Meditating every morning has really been helping me focus on the root causes of things that have manifested in my life. I've discovered some genuinely interesting stuff.
I was talking the other day about looking back into childhood memories and that continues. Yesterday was the 6th anniversary of my mother's death. Boy time flies. It doesn't seem possible that it could have been that long.
It was different this year though. It seemed to me that many, many amazing things happened yesterday. Almost like she was closer on that day. It's almost ridiculous that thought, because that's impossible. She's as close to me each day as I allow, so maybe it's because I'm more open to her on that day, remembering. I'm going to remember more often.
One of the thousands of things my mother did for me was introduce me to the writing of Richard Bach. I was a "tween" I think when I first read Jonathan Livingston Seagull. Then maybe 13 when she gave me the book, Illusions. It was a time in my life when I was heavily into creative exploration. Art was my thing. I was painting and drawing all the time. I was also listening to music and being pretty reclusive. (ahem.. kind of what I'm doing now.. lol)
Then once I got into High School and became involved in activities and friends, cars and jobs, I let all of those creative things fall by the wayside. Partly because I didn't like the art teacher at the high school. I did begin to write then, short stories for classes I was taking and some poems and lyrics.
So when did it stop? I've always appreciated music and art, but that's not really being creative.. that's admiring creativity in others.
At this point, getting back into it is a little challenging. A doodle here.. a couple a notes on the piano there.. It's almost like I'm holding back for some reason.

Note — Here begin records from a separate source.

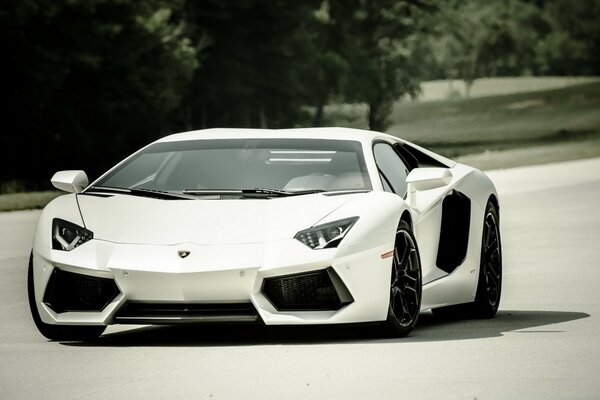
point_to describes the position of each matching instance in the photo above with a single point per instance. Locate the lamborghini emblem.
(183, 253)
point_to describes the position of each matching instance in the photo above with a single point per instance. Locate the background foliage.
(86, 82)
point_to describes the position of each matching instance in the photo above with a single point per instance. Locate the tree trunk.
(468, 86)
(379, 115)
(318, 118)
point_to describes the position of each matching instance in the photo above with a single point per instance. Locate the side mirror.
(70, 181)
(429, 178)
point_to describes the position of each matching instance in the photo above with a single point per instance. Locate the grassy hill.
(466, 126)
(552, 125)
(491, 131)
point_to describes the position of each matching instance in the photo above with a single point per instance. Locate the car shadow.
(429, 329)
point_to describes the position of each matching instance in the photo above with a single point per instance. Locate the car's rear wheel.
(489, 284)
(57, 332)
(406, 287)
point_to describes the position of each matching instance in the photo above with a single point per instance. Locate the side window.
(392, 170)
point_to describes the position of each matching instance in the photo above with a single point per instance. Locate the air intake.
(307, 291)
(67, 291)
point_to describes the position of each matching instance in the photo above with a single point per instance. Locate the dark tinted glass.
(289, 164)
(392, 168)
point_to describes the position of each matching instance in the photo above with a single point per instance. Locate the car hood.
(140, 220)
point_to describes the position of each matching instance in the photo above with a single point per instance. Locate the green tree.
(376, 33)
(87, 81)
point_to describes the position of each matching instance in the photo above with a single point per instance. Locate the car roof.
(366, 137)
(296, 133)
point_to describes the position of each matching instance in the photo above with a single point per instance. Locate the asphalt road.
(544, 343)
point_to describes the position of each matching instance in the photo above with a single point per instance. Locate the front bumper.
(157, 278)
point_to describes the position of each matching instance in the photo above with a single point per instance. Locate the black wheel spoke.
(490, 261)
(406, 280)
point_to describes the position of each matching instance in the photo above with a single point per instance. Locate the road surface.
(544, 343)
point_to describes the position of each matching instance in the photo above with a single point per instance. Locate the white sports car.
(283, 227)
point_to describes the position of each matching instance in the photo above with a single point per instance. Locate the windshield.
(234, 164)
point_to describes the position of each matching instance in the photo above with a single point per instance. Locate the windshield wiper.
(256, 192)
(156, 194)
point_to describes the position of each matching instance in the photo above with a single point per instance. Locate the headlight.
(66, 235)
(326, 235)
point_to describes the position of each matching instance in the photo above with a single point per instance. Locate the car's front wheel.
(406, 286)
(57, 332)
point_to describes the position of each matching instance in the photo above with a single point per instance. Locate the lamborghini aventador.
(278, 227)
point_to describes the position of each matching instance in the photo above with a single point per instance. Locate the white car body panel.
(234, 245)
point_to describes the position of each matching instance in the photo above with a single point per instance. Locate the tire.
(406, 284)
(489, 283)
(57, 332)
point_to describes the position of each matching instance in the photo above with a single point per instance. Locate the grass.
(445, 89)
(468, 126)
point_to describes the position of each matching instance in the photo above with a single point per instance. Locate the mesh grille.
(306, 291)
(67, 291)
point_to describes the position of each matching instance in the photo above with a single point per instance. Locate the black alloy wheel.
(406, 285)
(489, 286)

I'm going to try really hard not to do that.
I think that my new diet has giving me some clarity that has been missing for a long, long time. Without a form of expression, a human is missing something. Unfortunately for me, I've let fear keep me from expressing myself up until now.
It's liberating to realize that shame and humility are useless. When you allow yourself to express these things in your life, you are trying to limit the limitless.
It comes mostly from what we've learned in our lives. Times when we weren't accepted, or even admonished by our parents for some "wrong" that we did. The things they taught us were what they were taught was "right". When you shed light on these things, these teachings, you will find the limitations of your beliefs.
I know this post is all over the place. But I'll end with this quote from Illusions by Richard Bach.
"Argue for your limitations and sure enough, they're yours."